Judul: Pecundang
Penulis: Maxim Gorky
Penerjemah: Ahmad Asnawi
Penerbit: Narasi-Pustaka Promethea
Jumlah Halaman: 406 halaman
Pemberontakan adalah hal yang
terjadi saat sekolompok – mulanya segelintir atau bahkan satu – orang merasa
tidak puas dengan sistem yang berlaku. Dari pemberontakan itulah terdapat dua
kemungkinan; berhasil dan menciptakan revolusi dengan pahlawan-pahlawan di
dalamnya, atau gagal dan melahirkan sekelompok orang yang dianggap pengkhianat.
Sudah banyak
revolusi-revolusi yang tercipta di dunia. Yang paling terkenal diantaranya
revolusi Prancis, revolusi Industri di Inggris, dan revolusi Rusia. Sejauh yang
saya tahu, buku-buku pelajaran di sekolah hanya mengajarkan bagaimana revolusi
itu terjadi secara garis besarnya saja. Hal-hal kecil di dalam revolusi
tersebut –yang kadang dianggap tidak penting – seolah luput dari mata sejarah.
Oleh karenanya, tak heran
jika kebanyakan anak-anak jebolan sekolah yang mengaku akademis lebih terbiasa
menilai hasil ketimbang mempertimbangkan proses bagaimana suatu kejadian
terjadi. Maka, disinilah peran sastra menjadi penting sebagai alternatif
penambal lobang-lobang pengetahuan yang belum sempat, atau bahkan sengaja
ditinggalkan oleh pelajaran di sekolah itu.

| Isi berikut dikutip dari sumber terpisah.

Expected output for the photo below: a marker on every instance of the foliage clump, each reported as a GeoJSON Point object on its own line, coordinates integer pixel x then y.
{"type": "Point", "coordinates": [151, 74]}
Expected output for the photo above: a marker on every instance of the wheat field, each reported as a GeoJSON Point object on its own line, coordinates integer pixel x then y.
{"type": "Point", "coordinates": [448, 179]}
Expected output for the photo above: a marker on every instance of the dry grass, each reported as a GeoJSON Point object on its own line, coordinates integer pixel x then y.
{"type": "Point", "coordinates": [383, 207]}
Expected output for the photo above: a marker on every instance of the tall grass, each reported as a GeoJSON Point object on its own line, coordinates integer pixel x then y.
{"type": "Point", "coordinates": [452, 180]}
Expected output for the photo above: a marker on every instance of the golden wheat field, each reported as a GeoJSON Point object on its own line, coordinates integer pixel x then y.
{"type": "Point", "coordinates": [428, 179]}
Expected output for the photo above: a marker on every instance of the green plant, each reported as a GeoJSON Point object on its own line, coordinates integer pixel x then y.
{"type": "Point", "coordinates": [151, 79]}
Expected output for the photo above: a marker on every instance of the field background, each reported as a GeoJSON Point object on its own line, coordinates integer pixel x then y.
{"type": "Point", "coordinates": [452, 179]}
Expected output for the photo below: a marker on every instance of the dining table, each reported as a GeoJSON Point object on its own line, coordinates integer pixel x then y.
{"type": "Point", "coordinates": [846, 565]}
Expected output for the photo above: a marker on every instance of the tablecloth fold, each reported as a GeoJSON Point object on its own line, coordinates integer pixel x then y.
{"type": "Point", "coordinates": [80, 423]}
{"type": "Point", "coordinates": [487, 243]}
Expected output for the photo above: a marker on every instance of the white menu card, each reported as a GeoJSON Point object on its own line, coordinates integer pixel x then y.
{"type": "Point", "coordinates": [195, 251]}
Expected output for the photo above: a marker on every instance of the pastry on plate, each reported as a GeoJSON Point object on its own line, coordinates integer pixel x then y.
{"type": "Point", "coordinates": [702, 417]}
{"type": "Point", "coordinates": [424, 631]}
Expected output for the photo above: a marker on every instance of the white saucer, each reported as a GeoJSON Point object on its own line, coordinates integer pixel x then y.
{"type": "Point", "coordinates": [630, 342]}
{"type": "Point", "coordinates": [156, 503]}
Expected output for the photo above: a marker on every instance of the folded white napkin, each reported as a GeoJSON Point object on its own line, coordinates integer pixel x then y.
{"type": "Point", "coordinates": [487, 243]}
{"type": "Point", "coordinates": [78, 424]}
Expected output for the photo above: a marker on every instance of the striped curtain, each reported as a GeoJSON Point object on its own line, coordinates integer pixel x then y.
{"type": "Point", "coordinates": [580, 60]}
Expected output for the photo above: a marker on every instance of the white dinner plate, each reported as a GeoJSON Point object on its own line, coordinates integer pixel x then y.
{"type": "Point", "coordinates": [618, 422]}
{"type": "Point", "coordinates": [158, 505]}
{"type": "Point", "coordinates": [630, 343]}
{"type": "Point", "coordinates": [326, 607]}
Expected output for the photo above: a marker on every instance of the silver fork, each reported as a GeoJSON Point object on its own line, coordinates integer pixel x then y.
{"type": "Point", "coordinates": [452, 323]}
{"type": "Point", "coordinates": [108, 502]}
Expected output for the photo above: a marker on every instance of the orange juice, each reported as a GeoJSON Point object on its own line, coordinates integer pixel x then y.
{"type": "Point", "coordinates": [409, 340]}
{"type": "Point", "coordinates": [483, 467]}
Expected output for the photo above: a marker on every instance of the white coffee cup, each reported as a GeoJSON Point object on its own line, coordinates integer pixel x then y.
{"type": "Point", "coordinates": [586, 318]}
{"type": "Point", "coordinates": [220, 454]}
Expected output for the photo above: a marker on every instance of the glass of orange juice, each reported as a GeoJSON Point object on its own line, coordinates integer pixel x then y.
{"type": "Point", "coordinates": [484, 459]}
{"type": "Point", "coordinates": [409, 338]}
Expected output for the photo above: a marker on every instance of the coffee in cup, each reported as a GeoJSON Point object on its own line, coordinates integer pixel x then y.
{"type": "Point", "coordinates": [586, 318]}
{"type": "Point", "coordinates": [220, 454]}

Jika dihitung-hitung, sudah
banyak sastrawan yang menulis kisah dengan latar belakang peristiwa besar macam
Pramoedya Ananta Toer dengan tetraloginya Pulau Burunya. Pram membahas
bagaimana kehidupan masyarakat pribumi dibawah jajahan Belanda silam. Ada pula
Orhan Pamuk yang menggambarkan getir situasi Turki kala gesekan antara kaum
konservatif dengan sekularisme.
Namun sebelum dua nama itu
mencuat dipermukaan, Maxim Gorky dengan gaya realisme sosialnya muncul dengan
beragam karya yang mampu mengguncangkan gairah pemberontakan di hati pembacanya.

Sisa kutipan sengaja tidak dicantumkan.